The basic principle of treating bipolar illness is simple: Maximize mood stabilizers; avoid antidepressants. The corollary is: Antipsychotics are not mood stabilizers.
So treatment means taking true mood stabilizers, defined as drugs which have been proven to prevent depressive or manic episodes. There are only four such agents: lithium, valproic acid (divalproex, Depakote), carbamazepine (Tegretol), and lamotrigine (Lamictal). All patients with bipolar illness should be on at least one of these four agents.
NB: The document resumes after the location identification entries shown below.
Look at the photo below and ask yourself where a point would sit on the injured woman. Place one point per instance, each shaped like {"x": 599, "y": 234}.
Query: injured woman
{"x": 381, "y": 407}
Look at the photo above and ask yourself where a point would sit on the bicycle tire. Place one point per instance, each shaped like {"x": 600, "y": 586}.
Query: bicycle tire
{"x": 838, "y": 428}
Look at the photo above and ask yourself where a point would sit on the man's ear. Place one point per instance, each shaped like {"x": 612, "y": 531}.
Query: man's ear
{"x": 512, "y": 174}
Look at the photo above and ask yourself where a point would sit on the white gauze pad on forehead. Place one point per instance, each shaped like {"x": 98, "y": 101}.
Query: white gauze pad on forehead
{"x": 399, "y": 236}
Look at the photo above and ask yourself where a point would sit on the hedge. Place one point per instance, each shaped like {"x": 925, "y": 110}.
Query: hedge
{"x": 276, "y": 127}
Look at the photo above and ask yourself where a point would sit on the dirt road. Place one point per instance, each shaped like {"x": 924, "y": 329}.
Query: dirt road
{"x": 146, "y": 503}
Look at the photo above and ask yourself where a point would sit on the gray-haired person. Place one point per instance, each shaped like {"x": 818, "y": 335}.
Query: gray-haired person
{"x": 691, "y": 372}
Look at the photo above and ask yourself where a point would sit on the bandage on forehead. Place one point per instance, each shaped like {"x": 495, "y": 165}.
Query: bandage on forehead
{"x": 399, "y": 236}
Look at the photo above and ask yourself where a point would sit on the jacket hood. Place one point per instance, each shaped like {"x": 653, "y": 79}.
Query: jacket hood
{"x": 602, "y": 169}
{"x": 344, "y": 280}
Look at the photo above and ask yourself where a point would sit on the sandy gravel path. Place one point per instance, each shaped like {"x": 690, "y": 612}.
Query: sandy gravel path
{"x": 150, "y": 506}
Antidepressants should be avoided. In the best-designed and largest studies, they are proven ineffective in acute bipolar depression, meaning for immediate short-term benefit of depressive symptoms in bipolar illness. They are proven ineffective in maintenance prevention of new episodes in bipolar illness, meaning they do not prevent future depressive episodes. Besides their general inefficacy, they are also harmful in some people. According to the best estimates, about one quarter or more of persons who have bipolar illness get immediately manic (or hypomanic) on antidepressants. This is a short-term effect, which may or may not be harmful in itself, but mania (or hypomania) is often followed by depression. This leads to the second main harm with antidepressants in bipolar illness: they cause more and more mood episodes (both depressive and manic/hypomanic) over time. In about one-quarter of persons with bipolar illness, this long-term worsening occurs and leads to a rapid-cycling course (meaning four or more mood episodes per year, as opposed to the natural history of untreated bipolar illness, which leads to about one mood episode per year). In other words, paradoxically, antidepressants not only cause mania, they worsen depression for the long-term, in about one-quarter of persons with bipolar illness
Antipsychotics are in between mood stabilizers and antidepressants. They don’t harm the illness, like antidepressants; but they are not effective by themselves for prevention of mood episodes, like true mood stabilizers. Thus, they can be used in some persons, and can be very helpful, but only as add-on treatments to true mood stabilizers, not in place of true mood stabilizers. There is a common misconception that some antipsychotics are mood stabilizers, based on FDA indications for maintenance treatment, leading to pharmaceutical marketing, and the support of some academic experts. But these claims are based on long-term maintenance studies which have serious scientific problems, rendering them questionably valid. This problem is discussed here.
In sum, give one of the four main mood stabilizers to all persons with bipolar illness (of any type: type I versus type II is not a reason to ignore this rule, as discussed here). Give antipsychotics, only as add-on treatments, to some persons with bipolar illness who do not improve sufficiently with the main mood stabilizers. Avoid antidepressants in the vast majority of persons with bipolar illness, under almost all circumstances.
As with all rules, there are exceptions, but being an exception means being used in a minority of persons, not the majority. The use of antidepressants in bipolar illness in some exceptional cases is discussed here. Unfortunately, instead of being the least frequently used class of medication in bipolar illness, antidepressants are the most frequently used class. That practice, which reflects poor treatment, even though it is the standard of care, should be reversed, based on the more detailed evidence and rationale provided here.